FESOTERODINE FUMARATE

Approved October 31, 2008

FESOTERODINE FUMARATE
(FDA Category 1S)

TOVIAZ (Pfizer Labs) is a competitive muscarinic receptor antagonist. The presumed mechanism of action is inhibition of muscarinic receptors in the bladder by fesoterodine's active metabolite.

DOSING INFORMATION: The recommended starting dose is 4 mg orally once daily. The dose may be increased to 8 mg once daily based on patient response and tolerability.

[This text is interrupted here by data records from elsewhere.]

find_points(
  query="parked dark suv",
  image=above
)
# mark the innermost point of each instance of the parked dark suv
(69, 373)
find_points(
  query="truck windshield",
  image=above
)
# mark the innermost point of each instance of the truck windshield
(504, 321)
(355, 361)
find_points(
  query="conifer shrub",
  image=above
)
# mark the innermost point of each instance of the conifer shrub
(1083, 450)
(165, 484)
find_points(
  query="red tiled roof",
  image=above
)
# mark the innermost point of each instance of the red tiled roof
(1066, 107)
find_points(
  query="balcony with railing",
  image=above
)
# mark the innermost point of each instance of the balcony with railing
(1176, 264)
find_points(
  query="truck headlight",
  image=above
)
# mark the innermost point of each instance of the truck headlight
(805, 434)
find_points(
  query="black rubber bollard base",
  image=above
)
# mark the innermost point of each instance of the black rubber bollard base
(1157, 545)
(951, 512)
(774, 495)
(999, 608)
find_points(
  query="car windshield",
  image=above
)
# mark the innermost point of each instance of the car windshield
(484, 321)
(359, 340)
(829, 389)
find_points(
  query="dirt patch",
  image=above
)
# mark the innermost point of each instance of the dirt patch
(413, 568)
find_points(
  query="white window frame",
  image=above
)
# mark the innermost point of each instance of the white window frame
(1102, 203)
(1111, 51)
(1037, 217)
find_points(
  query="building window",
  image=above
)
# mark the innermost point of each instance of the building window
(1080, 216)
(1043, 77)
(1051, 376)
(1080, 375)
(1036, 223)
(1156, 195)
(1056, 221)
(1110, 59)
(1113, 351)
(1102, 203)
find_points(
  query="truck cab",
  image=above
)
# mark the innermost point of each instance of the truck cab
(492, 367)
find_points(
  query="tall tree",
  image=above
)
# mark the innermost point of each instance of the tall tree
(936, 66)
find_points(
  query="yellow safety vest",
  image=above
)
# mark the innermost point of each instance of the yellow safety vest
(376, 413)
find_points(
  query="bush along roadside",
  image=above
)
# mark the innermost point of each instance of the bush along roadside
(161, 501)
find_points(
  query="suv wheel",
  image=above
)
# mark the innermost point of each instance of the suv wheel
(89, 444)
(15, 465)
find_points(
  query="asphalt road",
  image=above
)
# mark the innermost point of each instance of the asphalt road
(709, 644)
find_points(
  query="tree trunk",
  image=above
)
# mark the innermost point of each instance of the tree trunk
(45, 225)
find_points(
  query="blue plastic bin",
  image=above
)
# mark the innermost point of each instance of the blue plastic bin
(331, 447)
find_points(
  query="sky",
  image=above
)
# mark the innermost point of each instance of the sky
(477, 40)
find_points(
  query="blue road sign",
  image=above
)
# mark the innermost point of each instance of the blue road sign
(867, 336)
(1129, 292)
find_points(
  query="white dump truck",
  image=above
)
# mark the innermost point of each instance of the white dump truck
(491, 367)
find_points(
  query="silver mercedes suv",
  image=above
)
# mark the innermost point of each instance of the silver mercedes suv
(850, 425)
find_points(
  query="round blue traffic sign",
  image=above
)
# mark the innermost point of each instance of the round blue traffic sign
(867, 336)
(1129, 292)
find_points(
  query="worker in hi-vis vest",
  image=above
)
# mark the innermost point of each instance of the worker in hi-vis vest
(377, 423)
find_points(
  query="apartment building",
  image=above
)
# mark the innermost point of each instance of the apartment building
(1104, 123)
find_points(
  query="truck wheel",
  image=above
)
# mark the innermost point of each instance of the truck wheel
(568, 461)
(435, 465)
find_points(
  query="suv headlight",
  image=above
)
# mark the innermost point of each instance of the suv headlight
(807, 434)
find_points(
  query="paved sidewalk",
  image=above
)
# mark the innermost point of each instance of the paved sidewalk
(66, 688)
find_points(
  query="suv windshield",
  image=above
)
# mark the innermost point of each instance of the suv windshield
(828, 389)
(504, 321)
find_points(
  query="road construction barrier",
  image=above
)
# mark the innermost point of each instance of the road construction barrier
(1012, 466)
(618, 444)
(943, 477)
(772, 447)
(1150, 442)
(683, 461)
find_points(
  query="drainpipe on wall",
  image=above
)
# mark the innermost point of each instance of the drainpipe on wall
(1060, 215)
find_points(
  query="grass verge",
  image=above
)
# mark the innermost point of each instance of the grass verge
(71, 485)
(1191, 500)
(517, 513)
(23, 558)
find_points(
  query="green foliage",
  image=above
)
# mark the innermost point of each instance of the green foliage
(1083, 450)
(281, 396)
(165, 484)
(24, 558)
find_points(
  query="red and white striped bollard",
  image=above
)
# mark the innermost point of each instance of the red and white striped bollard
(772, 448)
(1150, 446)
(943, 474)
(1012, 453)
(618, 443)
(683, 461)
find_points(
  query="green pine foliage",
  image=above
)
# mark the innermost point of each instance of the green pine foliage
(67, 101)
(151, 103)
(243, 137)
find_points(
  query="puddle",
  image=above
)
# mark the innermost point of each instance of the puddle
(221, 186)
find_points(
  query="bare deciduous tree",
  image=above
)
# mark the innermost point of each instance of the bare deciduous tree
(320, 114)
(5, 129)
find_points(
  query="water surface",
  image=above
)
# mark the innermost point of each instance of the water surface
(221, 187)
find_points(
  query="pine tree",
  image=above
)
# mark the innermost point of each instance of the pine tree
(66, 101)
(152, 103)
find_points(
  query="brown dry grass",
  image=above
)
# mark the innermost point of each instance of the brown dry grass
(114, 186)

PHARMACOKINETICS: Fesoterodine cannot be detected in the plasma and is rapidly and extensively hydrolyzed to its active metabolite, 5-hydroxymethyl tolterodine. The absolute bioavailability of 5-hydroxymethyl tolterodine after oral administration is 52%. Maximum plasma concentrations of 5-hydroxymethyl tolterodine are reached approximately 5 hours after oral dosing. The Vd of 5-hydroxymethyl tolterodine following intravenous administration is 169 L and 5-hydroxymethyl tolterodine is approximately 50% bound to plasma proteins. 5-hydroxymethyl tolterodine is eliminated by renal excretion (70%) and in the feces (7%). The elimination half-life of 5-hydroxymethyl tolterodine after oral administration is approximately 7 hours.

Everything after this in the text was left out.